Since U.S. Trade Representative Clayton K. Yeutter announced the settlement--and the Motion Picture Export Assn. of America accordingly withdrew a complaint against South Korea for alleged unfair trade practices--Universal International has been hit with a new round of demonstrations, forced to go to Hong Kong to have its movies subtitled and had six major Korean newspapers reject its advertisements.
The firm’s first film, “Fatal Attraction,” closed a disastrous seven-week run Saturday at the last of eight theaters that braved demonstrations, violence and harassment--including snakes placed in two of the theaters. A day before the run ended, five screenings attracted a total of 286 people.
Now, Pae said, Universal International is looking forward to a much needed “cooling off” before showing “The Living Daylights,” starring Timothy Dalton as British secret agent James Bond, at 12 movie houses in 10 cities beginning New Year’s Day.
Firm bookings, however, have yet to be obtained, he admitted.
“We’ll do our best to solve the problems (before New Year’s),” said Pae, adding, “I hope what the Korean government promised Yeutter will work out.”
Although Yeutter praised the new agreement, a refinement of a 1985 settlement of an earlier dispute, the trade representative warned that he would welcome a renewed complaint if disturbances, refusals to accept newspaper ads and rejections of requests to subtitle U.S. films continued.
However, Korean producers, who until now have served as middlemen in distributing foreign films, and directors reacted by staging four days of new protests against “Fatal Attraction.”
A renewed bid by Universal International to place advertising for “Fatal Attraction” with the six major newspapers also was rejected. In a meeting on Oct. 30 with advertising directors of the Kyunghang, Dong-a, Seoul, Chosun, Hankook and Joong-ang newspapers, the firm was told that a “longer cooling off period” is needed, Pae said.
The executives of the newspapers, which themselves have been fighting to regain freedom of the press after President Roh Tae Woo promised to end years of repressive news censorship, also revealed that movie houses belonging to the Seoul Theater Assn. had threatened to withdraw all ads unless the U.S. distributor’s ads were run on separate pages from theirs, Pae said.
The newspaper executives, however, suggested that if Universal International ran bigger ads than it had requested and agreed to forgo customary discounts on film advertising, they would consider accepting “Fatal Attraction” ads, Pae said.
“That’s blackmail,” the Universal International executive charged. He said he did not respond to the demand.
During the entire seven-week run, only four economic dailies accepted “Fatal Attraction” ads, Pae said.
His company, he said, was particularly upset that one of the newspapers that rejected its ads, the Joong-ang Ilbo, is owned by the Samsung Group, which also owns the advertising firm that Universal International has hired here, the Korea First Advertising Agency.
Michael Williams-Jones, president of Universal International, a London-based joint venture of Paramount, Universal Studios, and MGM/UA Communications, wrote a letter to Lee Kun Hee, chairman of the Samsung Group, to complain about his newspaper’s ban on the “Fatal Attraction” ads but had not yet received a reply, Pae said.

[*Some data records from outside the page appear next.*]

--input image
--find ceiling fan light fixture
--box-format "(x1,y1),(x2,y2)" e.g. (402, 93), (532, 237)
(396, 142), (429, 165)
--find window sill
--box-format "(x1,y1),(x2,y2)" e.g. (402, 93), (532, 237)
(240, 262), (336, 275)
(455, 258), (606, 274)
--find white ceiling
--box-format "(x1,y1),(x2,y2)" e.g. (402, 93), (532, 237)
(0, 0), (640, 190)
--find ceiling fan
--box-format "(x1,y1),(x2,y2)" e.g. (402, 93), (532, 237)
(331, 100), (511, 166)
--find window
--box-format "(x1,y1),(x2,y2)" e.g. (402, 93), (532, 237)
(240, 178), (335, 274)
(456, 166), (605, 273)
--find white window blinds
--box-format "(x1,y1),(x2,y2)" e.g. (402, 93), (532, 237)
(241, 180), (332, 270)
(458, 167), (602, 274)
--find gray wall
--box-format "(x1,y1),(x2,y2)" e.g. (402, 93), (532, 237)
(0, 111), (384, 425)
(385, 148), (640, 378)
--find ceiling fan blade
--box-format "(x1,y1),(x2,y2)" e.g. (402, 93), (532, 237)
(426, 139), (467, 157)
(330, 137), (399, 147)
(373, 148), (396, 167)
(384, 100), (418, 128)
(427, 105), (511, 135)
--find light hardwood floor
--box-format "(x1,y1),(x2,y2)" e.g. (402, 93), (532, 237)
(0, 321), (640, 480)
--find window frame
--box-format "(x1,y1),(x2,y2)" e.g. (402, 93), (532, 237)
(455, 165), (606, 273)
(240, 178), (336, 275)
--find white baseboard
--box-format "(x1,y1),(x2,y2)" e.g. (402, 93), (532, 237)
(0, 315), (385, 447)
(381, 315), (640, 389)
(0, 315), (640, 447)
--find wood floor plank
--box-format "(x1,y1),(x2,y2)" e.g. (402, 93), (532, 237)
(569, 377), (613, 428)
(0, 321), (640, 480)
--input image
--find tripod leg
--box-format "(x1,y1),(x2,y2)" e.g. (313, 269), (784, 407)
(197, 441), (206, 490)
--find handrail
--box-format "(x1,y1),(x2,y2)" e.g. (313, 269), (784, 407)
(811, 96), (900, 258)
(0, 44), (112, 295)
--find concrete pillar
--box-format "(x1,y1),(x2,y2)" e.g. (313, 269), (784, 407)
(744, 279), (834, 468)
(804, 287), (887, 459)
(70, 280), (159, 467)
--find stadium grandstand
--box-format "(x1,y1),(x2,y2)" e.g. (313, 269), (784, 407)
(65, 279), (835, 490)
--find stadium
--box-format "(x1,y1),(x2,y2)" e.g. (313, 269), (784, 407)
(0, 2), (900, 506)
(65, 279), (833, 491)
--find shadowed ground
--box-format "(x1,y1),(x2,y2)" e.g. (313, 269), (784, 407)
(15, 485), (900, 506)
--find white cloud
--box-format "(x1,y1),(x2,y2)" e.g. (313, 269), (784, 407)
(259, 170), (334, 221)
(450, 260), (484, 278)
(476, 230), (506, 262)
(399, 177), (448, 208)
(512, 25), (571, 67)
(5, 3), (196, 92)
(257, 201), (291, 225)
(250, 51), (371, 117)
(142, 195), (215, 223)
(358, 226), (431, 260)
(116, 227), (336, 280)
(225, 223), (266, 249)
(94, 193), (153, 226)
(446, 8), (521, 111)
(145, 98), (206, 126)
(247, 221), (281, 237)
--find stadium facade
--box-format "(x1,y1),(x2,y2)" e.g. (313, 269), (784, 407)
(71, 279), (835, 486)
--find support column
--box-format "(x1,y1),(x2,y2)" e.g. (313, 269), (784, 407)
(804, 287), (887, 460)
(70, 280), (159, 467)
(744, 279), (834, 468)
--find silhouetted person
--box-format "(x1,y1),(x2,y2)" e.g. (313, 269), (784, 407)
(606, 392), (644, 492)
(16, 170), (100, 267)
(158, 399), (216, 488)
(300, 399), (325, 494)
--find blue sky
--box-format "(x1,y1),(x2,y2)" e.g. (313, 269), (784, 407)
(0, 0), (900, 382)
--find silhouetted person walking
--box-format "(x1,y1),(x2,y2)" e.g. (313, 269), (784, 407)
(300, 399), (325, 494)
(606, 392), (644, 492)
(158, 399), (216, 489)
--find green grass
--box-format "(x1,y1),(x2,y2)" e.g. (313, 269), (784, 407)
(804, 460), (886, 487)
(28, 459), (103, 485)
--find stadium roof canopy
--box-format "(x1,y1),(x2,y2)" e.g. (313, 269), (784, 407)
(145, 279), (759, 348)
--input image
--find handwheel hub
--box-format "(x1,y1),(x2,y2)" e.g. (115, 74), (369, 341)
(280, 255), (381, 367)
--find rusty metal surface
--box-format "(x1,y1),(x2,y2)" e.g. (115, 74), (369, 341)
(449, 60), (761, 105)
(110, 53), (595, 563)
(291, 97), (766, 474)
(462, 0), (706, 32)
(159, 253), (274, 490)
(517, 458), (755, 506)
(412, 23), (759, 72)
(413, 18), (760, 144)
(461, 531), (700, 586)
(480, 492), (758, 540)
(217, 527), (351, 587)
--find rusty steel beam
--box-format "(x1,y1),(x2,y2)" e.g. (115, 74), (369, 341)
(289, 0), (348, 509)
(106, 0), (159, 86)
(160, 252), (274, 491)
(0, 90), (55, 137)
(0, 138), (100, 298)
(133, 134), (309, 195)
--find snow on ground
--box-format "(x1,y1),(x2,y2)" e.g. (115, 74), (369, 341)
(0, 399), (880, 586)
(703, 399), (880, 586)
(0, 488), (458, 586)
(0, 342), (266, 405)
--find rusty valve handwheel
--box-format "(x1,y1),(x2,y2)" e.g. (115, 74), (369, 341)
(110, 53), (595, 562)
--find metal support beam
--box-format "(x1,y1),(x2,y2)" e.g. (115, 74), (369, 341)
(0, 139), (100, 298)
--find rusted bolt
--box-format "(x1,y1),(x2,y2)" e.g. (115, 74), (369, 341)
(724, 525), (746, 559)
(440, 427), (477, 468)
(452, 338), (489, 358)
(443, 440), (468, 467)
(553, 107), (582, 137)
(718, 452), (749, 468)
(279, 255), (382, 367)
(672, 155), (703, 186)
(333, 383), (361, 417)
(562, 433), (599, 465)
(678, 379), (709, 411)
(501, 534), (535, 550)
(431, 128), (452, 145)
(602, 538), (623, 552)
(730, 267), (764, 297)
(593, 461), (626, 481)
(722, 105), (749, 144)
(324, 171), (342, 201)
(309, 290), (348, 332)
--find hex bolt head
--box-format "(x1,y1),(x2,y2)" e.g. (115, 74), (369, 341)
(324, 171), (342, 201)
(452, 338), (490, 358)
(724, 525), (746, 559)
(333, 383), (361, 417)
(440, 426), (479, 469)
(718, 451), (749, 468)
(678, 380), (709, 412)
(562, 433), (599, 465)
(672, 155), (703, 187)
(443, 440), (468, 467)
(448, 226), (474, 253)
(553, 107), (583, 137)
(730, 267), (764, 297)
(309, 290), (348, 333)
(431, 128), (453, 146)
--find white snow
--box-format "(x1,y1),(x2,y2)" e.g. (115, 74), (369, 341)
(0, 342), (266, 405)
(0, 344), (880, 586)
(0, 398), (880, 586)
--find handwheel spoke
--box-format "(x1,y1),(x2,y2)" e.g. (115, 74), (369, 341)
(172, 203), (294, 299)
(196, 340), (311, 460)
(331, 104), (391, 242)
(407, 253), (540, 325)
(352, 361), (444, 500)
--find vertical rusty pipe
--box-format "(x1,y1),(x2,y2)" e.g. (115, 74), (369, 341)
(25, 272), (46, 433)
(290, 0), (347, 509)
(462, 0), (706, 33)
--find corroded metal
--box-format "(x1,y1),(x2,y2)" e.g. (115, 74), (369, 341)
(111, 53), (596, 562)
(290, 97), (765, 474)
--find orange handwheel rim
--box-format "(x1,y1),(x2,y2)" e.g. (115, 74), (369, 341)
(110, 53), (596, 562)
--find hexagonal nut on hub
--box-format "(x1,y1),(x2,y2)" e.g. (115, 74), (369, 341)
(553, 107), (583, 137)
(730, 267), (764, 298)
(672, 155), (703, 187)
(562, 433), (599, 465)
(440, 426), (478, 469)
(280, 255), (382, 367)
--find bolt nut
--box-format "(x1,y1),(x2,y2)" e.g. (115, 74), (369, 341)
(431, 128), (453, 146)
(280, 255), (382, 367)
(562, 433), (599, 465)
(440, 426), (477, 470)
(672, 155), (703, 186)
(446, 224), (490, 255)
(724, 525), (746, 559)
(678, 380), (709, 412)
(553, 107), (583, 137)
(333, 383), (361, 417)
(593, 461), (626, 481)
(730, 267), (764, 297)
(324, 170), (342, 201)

Samsung, a major electronics manufacturer, exports heavily to the United States, he noted.
Pae said he had given up trying to have his films subtitled in South Korea. Only one Korean company does subtitling, he said, and it has received “so many threats” that Universal International decided to have subtitling done in Hong Kong.
“It’s cheaper there, anyway,” he said.
Korean producers and directors also launched a new move against Universal International on Oct. 31 by filing a complaint of unfair trade practices with South Korea’s Fair Trade Commission. They charged that Universal International was set up as a syndicate to promote a cartel in distribution. Pae dismissed the complaint as groundless.
Pae said he plans to re-release “Fatal Attraction” next spring.